Moles of Na2CS3 = (Moles of CS2) x (2/3)
Moles of Na2CS3 = 0.001076 mol x (2/3) ≈ 0.000717 mol
Step 5: Convert the moles of Na2CS3 to grams using its molar mass.
Molar Mass of Na2CS3 = (22.99 g/mol x 2) + (12.01 g/mol) + (32.06 g/mol x 3) = 119.16 g/mol
Mass of Na2CS3 = Moles of Na2CS3 x Molar Mass
Mass of Na2CS3 = 0.000717 mol x 119.16 g/mol ≈ 0.0855 g
Therefore, approximately 0.0855 grams of Na2CS3 are produced in the reaction.

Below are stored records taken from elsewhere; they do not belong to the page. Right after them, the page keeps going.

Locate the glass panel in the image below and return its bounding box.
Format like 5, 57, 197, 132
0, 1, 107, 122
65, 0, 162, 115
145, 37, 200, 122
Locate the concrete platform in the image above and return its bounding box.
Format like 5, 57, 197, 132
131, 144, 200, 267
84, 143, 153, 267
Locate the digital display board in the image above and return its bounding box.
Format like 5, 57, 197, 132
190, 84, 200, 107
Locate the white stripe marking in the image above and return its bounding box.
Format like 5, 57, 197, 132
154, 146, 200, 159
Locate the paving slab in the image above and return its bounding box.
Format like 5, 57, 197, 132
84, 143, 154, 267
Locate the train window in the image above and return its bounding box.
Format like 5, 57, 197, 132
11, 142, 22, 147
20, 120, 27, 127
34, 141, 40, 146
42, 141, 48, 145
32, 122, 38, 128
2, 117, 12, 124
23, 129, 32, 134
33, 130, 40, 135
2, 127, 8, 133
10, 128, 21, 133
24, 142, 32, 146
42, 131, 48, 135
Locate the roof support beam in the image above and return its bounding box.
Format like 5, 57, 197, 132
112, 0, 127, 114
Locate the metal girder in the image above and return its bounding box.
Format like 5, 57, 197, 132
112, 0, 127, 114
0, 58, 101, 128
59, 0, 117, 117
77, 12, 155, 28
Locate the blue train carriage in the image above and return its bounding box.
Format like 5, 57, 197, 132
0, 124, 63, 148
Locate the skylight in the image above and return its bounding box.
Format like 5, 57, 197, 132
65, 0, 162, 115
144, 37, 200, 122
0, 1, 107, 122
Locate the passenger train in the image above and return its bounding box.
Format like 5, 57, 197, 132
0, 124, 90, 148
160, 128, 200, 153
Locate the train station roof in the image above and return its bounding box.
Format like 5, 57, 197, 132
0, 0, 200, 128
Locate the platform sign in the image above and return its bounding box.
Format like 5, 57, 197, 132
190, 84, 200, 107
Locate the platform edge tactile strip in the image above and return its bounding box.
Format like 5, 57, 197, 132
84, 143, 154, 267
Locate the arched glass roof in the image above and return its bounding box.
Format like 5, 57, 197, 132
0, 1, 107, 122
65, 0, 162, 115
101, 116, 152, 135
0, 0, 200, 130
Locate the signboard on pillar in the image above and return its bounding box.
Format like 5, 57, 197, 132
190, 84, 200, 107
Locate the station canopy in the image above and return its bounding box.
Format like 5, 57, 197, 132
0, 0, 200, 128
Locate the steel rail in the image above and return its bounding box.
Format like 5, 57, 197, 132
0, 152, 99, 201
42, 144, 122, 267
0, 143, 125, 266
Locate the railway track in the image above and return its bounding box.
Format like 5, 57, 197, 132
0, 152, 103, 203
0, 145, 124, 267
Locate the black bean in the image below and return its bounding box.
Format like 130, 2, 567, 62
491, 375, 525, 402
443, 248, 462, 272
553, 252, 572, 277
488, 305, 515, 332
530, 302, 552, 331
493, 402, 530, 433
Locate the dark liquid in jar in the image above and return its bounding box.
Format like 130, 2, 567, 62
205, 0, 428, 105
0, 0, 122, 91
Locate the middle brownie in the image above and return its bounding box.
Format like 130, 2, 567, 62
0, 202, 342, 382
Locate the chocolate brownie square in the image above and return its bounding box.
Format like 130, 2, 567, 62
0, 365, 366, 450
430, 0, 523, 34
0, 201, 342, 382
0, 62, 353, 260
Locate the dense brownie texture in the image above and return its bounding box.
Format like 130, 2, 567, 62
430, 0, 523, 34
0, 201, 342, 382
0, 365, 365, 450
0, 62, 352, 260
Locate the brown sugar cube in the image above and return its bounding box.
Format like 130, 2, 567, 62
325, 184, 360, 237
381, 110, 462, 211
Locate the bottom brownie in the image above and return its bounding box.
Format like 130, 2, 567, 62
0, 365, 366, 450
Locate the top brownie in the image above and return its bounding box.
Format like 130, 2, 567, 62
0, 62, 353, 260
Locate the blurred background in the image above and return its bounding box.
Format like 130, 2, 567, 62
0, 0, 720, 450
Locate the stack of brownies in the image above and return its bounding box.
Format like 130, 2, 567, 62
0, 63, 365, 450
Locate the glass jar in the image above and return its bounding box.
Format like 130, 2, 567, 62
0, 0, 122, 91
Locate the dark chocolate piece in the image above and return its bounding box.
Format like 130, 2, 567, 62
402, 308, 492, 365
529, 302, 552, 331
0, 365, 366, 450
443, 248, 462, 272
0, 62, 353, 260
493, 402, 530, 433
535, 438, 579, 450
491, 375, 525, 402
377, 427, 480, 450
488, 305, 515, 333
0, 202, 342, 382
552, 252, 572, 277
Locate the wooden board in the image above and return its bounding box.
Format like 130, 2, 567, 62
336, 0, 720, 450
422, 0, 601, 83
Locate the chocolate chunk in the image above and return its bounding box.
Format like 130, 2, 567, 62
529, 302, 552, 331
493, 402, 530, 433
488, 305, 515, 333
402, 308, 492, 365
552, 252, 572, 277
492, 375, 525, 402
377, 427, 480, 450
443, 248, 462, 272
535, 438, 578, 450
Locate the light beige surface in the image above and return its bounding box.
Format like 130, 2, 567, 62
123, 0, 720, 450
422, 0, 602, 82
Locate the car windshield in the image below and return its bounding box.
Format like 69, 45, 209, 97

To determine the number of grams of Na2CS3 produced in the reaction, follow these steps:
Step 1: Calculate the number of moles of CS2
Given that the density of CS2 is 1.26 g/mL and the volume is 65 mL, we can calculate the mass of CS2.
Mass = density × volume
Mass of CS2 = 1.26 g/mL × 65 mL = 81.9 g
Next, we need to find the number of moles of CS2. To do this, divide the mass of CS2 by its molar mass.
Molar mass of CS2 = (12.01 g/mol × 1) + (32.07 g/mol × 2) = 76.14 g/mol
Number of moles of CS2 = Mass of CS2 / Molar mass of CS2
Number of moles of CS2 = 81.9 g / 76.14 g/mol = 1.075 mol
Step 2: Calculate the limiting reagent
To determine the limiting reagent, compare the stoichiometric ratio of CS2 to NaOH, which is 3:6. We have 1.075 mol of CS2, so we need to convert this to moles of NaOH.
Based on the stoichiometry, 3 mol of CS2 react with 6 mol of NaOH.
Moles of NaOH = (1.075 mol CS2) × (6 mol NaOH / 3 mol CS2) = 2.15 mol NaOH
Since we have 1.56 mol of NaOH, which is less than the calculated 2.15 mol NaOH, NaOH is the limiting reagent.
Step 3: Calculate the moles of Na2CS3 formed
From the balanced equation, we can see that for every 3 mol of CS2, 2 mol of Na2CS3 are produced.
Therefore, the number of moles of Na2CS3 formed is calculated as follows:
Moles of Na2CS3 = (2 mol Na2CS3 / 3 mol CS2) × (1.075 mol CS2)
Moles of Na2CS3 = 0.7167 mol Na2CS3
Step 4: Convert moles of Na2CS3 to grams
Finally, use the molar mass of Na2CS3 to convert moles to grams.
Molar mass of Na2CS3 = (22.99 g/mol × 2) + (12.01 g/mol × 1) + (32.07 g/mol × 1) = 91.07 g/mol
Grams of Na2CS3 = Moles of Na2CS3 × Molar mass of Na2CS3
Grams of Na2CS3 = 0.7167 mol Na2CS3 × 91.07 g/mol ≈ 65.29 g
Therefore, approximately 65.29 grams of Na2CS3 are produced in the reaction.